We went down to the study and sat at the fireside. After a while I said, “Maybe you’re right. Perhaps I should hand her over to an institution.”
“There’s no hurry,” said Dorothy (which surprised me a little) .
She was smiling at me with trustful affection.
“I’m wondering whether the passage of time…” I began.
She interrupted me. “Wait and see. Mind you, in any case…”
She seemed uncertain whether to go on. I said, “Well?” and she continued:
“In any case—whatever progress she makes—to whom could you show her afterwards? You’ll have taken a lot of trouble for nothing.”
“What do you mean: to whom?”
“Well, I mean, she’s not one of our sort.”
I suppose my eyes must have expressed my blank incomprehension.
“I mean you’ll only be able to present her as a freak,” she went on, a little crossly. “Not as a relative, or even a friend.”
“Why ever not?” I was amazed.
“Well, it would shock people.”
“For heaven’s sake, do explain!” I cried impatiently.
“She has a pretty skin, but it’s amber-colored. Her eyes are fine, but black as jet. Her eyelids are almond-shaped, and her cheeks like apricots…”
“Are you composing a poem or a still life?”
“In a word, she is an Asiatic, my boy. I suppose foxes must have come originally from Asia. She looks as if she were born in India or Annam.”
“With red hair?”
She pursed her lips ironically, and said, “Some misalliance, perhaps…”
I was rather taken aback. I had thought myself that Sylva had a vaguely exotic look, but not to that extent… If this were so, there would indeed be some rebuffs coming to me on the day I tried to introduce a “native” among the gentry. I wanted to get this straight at once. “Let’s go and see her,” I said.
We went upstairs again. We found Sylva asleep, snuggled up in an armchair, her face still smeared with egg. We could thus scrutinize her for a long moment; then we withdrew as quietly as we had come and I closed the door.
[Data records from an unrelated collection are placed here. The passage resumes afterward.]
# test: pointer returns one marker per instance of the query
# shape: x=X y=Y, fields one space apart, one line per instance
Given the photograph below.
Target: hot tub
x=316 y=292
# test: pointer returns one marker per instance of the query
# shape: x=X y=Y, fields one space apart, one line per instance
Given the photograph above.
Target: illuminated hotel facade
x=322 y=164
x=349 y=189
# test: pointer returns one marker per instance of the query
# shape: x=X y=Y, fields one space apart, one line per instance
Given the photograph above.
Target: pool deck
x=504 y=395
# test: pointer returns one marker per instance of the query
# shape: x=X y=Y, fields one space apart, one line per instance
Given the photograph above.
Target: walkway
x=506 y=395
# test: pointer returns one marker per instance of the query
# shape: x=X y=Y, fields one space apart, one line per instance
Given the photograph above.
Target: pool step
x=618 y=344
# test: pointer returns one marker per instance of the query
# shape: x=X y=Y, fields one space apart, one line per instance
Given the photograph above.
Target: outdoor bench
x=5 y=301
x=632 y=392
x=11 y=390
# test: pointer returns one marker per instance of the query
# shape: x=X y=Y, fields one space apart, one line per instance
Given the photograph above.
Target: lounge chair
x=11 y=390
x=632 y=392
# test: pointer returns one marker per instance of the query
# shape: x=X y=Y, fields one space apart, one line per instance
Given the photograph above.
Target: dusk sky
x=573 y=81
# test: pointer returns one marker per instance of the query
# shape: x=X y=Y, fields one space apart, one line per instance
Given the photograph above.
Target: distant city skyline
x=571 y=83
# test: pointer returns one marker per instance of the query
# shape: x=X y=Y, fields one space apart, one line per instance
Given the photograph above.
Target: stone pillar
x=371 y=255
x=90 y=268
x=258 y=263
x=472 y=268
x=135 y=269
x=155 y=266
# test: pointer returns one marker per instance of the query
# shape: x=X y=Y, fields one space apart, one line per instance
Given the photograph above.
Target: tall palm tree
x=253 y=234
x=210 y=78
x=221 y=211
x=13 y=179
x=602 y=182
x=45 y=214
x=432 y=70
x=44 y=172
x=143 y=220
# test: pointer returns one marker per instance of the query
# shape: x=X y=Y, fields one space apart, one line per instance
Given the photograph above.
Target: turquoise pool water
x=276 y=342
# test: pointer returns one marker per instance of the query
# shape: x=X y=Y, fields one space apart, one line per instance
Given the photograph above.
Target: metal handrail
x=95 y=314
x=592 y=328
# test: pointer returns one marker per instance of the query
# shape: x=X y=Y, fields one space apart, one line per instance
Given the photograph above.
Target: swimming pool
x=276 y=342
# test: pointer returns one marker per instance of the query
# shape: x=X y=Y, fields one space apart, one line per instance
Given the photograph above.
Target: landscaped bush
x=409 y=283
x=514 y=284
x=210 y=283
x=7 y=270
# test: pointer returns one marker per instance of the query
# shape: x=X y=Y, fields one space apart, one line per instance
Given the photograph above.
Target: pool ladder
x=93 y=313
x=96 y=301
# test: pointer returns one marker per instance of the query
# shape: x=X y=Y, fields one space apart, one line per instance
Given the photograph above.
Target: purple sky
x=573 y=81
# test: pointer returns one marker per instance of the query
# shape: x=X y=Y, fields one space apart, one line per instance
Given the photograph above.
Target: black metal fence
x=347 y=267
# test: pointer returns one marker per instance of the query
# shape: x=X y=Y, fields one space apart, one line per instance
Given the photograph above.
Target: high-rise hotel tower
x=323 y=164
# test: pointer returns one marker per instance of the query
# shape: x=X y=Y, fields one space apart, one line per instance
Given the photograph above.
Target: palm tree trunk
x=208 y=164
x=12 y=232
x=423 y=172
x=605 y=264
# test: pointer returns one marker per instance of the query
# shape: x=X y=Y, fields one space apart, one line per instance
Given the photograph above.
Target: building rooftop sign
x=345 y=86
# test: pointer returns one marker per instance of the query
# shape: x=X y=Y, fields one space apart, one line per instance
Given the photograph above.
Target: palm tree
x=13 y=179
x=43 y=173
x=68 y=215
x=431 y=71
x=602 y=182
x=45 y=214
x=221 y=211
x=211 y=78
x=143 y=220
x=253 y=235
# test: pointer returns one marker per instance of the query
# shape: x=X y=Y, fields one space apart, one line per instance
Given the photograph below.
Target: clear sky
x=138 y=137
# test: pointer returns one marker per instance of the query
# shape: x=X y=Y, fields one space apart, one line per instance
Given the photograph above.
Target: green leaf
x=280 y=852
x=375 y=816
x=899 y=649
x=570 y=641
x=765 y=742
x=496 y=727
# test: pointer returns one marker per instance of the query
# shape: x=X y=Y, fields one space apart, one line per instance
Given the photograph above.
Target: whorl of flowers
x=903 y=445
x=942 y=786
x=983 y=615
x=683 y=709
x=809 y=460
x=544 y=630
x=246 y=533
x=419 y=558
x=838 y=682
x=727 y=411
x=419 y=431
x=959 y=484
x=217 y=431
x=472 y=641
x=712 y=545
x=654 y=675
“You must admit you’ve exaggerated,” I said at once.
“You don’t agree with me?”
“I won’t say there isn’t a little something. But from there to…”
“Little or not, isn’t it too much already?”
“I didn’t know you were so particular,” I said with astonishment.
“Me? I adore Indians—Gandhi, Krishnamurti, Tagore… But everyone in his place, don’t you think?”
“I think she looks a bit like the Duchess of Melcombe,” I persisted.
“Everyone knows that the duchess’s mother was on the best of terms with I don’t know what Maharajah.”
“Well then, as you said yourself: some misalliance—like the Duchess of Melcombe. Not worth talking about.”
“As you like, dear boy. But I’ve warned you.”
The tone adopted by each of us was courteous but a trifle sharp. I had not liked those remarks. To be sure, everyone in his place or society will go to pot, but all the same, I don’t support the theories of that little Frenchman—what’s his name?—Gobineau or Gobinot. We mustn’t exaggerate.[2]
To make a diversion, I suggested going for a walk. As soon as Sylva was not involved, we rediscovered our mutual sympathy, a warm affection and a tenderness of long standing which went straight to my heart. We spent an exquisite hour wandering through the woods. On our way back, tired with walking, she let herself lean lightly on my arm. Was I so sure, after all, that I was no longer in love with her?
2
These remarks strike me today as rather tepid. But in those days the very word “racialism” had not yet been heard of, Hitler was an unknown prisoner of the Weimar Republic, and everyone in this respect thought more or less along Kipling’s lines. How things have changed since!